A High Court judge has granted permission for a mastectomy to be carried out on a mentally ill woman because she lacks capacity to consent to the surgery.

The High Court President Mr Justice Peter Kelly said the medical and psychiatric evidence showed the surgery was urgent and was in the woman's best interests.

The court heard the woman lacks understanding of the seriousness of her cancer and that a breast tumour discovered last October under the HSE's Breastcheck screening process was growing.

A solicitor recently appointed by the HSE for the woman said he explained to her in recent days that she could die unless she had the surgery.

The woman said she "would like to live" and was happy for the court to decide whether she should have the surgery.

The treatment orders were sought by the HSE as part of an application to have the woman made a ward of court. This application will be dealt with at a later date.

The woman, who is in her 50s, had told her psychiatrist her cancer was caused by excessive showering and that she could cure it by not having showers.
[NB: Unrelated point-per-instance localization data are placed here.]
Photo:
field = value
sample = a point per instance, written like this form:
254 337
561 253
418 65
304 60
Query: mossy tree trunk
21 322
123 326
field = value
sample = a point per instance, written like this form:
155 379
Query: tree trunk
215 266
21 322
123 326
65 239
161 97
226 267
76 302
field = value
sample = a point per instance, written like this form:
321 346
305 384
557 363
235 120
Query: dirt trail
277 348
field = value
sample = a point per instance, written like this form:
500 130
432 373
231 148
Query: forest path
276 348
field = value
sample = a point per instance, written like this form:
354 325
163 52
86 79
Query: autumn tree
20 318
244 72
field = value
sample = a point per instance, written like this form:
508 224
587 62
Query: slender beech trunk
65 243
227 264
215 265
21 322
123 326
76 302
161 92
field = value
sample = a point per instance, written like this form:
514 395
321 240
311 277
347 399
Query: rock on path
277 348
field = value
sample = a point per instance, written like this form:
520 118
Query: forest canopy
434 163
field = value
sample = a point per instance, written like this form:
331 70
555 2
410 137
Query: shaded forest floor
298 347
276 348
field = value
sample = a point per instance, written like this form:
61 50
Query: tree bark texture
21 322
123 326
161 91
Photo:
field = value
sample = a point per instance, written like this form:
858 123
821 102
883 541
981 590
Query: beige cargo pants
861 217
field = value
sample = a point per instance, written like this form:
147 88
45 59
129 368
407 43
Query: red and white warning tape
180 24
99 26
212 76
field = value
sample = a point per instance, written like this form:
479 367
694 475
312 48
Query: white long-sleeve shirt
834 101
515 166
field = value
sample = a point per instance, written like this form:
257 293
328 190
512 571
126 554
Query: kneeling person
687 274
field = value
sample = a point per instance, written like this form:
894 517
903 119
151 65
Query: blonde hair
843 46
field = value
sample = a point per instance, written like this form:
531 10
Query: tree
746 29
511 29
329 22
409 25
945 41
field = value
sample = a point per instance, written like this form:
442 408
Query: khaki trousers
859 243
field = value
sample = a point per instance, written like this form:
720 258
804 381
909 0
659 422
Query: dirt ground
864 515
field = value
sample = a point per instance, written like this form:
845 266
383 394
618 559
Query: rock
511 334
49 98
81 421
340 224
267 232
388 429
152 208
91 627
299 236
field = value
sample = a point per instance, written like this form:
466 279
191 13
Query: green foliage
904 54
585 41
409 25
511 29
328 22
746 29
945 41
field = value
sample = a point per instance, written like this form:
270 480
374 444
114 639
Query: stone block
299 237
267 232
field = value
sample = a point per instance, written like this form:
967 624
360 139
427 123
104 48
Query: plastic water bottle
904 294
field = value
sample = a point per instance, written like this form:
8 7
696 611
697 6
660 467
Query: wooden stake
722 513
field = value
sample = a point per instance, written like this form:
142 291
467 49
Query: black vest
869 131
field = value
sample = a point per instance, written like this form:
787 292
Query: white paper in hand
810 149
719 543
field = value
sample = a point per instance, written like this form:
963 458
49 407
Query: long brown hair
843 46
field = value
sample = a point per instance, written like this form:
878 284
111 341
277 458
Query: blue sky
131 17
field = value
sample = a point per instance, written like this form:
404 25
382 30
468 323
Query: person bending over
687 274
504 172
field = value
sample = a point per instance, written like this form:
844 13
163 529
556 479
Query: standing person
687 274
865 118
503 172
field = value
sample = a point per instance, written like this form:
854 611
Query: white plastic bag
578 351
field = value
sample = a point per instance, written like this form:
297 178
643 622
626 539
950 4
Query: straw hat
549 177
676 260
She said it would "go away".

The psychiatrist said the woman also does not appreciate or understand the severity of her schizophrenia, which was untreated for 25 years until she came to the attention of the mental health services some years ago.

The woman also lacks insight about a serious and continuing physical illness for which she was previously admitted to hospital on an emergency basis, but sought to leave before receiving necessary life-saving treatment.

She was involuntarily detained, as a patient under the Mental Health Act, for that treatment and that detention was later extended when she said she would not take necessary medication for her mental and physical illnesses.

A Mental Health Tribunal later lifted the woman's involuntary detention, but she remains voluntarily in a support unit and regularly visits her siblings, also with mental health difficulties, in the family home.

Her parents are dead and she has some assets but the evidence indicated she lacks capacity to manage her personal or financial affairs and is vulnerable in both respects.